On Wednesday, it was stated that operations had also returned to normal at the oil terminal in Hariga after protesters had ended their blockade.

Protesters at the two ports and another, Hariga, had blocked exports since last week and demanded jobs for locals. NOC said on Wednesday that operations had also resumed in Hariga.

A company statement said NOC chairman Mustafa Sanalla had held talks with local elders who had helped end the protests.

Security issues in Libya, where a fragile peace process has installed a unity government, have repeatedly threatened to undermine oil production, which has peaked at 1.3 million barrels per day (bpd) this year.

Last year, forces loyal to Putist General Khalifa Haftar blocked the main oil terminals in eastern Libya the day before a summit in Berlin on January 19, 2020, and almost completely halted Libyan oil production for months.

Oil production has fallen by about three quarters since Haftar began a blockade. The blockade has also shut down revenues for government institutions operating across the country. In September 2020, Haftar agreed to lift the blockade, which NOC has estimated resulted in lost revenue of $ 10 billion.

The putschist general was also accused of selling Libyan oil through illegal companies.

According to sources who spoke to the Ihlas News Agency (IHA), Haftar signed an illegal agreement, without ignoring the NOC, to monopolize the oil sector in the country for 10 years and form a parallel company.

NOC is officially responsible for the extraction, processing, distribution and export of oil in Libya, while oil extracted from the region under the control of Haftar’s forces must be operated by the Brega oil complex in eastern Libya.

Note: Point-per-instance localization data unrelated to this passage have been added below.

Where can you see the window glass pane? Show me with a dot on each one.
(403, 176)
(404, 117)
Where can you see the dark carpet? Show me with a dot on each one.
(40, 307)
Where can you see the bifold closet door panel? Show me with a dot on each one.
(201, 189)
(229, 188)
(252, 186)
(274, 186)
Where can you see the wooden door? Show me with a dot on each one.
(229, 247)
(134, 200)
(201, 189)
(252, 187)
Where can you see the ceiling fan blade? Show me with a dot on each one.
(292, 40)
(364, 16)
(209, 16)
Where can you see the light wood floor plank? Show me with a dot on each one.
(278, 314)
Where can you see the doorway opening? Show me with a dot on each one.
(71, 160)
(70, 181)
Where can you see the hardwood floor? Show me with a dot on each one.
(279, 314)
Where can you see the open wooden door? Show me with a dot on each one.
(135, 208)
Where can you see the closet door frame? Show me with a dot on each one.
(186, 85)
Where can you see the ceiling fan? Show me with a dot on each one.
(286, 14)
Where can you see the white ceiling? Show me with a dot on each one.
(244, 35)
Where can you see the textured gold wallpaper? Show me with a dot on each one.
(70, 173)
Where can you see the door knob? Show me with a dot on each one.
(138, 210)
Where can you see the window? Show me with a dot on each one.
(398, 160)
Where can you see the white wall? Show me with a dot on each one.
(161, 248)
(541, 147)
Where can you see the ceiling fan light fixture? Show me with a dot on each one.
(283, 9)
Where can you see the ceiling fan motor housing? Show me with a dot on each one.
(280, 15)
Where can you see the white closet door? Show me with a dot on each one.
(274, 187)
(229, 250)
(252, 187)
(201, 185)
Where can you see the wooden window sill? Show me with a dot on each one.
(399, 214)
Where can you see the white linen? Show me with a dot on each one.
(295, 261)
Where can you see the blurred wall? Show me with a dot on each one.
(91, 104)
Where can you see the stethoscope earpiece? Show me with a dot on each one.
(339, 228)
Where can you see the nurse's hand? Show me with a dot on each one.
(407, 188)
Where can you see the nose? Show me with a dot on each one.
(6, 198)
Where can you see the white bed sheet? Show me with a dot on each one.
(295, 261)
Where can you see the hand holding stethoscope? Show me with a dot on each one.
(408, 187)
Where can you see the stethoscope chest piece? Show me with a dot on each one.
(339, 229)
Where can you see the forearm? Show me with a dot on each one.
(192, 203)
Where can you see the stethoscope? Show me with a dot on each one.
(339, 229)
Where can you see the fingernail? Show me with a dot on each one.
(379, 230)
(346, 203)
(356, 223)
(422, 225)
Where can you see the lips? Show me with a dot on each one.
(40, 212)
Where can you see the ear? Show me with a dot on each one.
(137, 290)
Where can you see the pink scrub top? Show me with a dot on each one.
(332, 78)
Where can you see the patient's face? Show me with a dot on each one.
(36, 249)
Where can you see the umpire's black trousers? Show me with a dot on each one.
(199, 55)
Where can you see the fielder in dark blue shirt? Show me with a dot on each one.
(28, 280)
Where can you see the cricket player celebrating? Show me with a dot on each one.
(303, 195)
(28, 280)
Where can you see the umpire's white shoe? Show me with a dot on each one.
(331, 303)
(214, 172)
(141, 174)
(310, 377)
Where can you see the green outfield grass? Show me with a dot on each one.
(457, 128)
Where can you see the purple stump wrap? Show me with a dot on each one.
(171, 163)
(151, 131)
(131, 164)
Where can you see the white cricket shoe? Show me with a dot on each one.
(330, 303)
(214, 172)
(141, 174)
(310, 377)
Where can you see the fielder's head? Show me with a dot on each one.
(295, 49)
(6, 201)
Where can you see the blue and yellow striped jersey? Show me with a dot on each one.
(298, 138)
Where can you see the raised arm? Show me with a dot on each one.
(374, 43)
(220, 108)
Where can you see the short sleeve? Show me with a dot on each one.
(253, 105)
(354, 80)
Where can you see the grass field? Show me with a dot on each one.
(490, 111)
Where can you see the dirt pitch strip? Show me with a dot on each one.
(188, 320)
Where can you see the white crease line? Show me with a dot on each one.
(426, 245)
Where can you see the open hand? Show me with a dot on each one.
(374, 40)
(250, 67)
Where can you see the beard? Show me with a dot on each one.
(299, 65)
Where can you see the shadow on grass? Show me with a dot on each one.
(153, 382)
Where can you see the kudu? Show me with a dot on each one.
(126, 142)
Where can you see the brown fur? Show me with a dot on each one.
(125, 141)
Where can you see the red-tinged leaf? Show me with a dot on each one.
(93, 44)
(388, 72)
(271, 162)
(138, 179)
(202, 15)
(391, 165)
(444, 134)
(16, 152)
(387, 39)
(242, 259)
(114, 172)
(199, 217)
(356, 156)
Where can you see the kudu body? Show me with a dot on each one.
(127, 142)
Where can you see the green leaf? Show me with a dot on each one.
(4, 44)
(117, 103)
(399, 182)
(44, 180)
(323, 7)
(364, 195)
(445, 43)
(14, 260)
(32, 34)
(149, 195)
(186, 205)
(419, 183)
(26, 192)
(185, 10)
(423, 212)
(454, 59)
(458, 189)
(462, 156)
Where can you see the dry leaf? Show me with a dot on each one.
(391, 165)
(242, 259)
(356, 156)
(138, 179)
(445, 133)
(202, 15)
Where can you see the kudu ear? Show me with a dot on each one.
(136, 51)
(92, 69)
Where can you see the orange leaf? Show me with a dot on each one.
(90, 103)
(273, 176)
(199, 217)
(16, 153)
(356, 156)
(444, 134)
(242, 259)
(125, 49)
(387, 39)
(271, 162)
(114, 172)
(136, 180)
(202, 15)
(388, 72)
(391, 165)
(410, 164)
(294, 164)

The sources also claimed that Haftar’s illegal company would sell the oil through the sea to another company in the United Arab Emirates (UAE).

Oil is the cornerstone of the Libyan economy and the country’s only real source of income. Libya is currently governed by an interim government consisting of a three-member presidential council and a cabinet. Its appointment in February during a UN-led process has revived hopes for stability in oil-rich Libya. The government is tasked with leading the country to general elections in December 2021.

For years, the NOC has maintained its independence from Libya’s warring political actors and enjoyed the support of the international community. However, the NOC has recently encountered attempts by the new interim government to step on its lawn.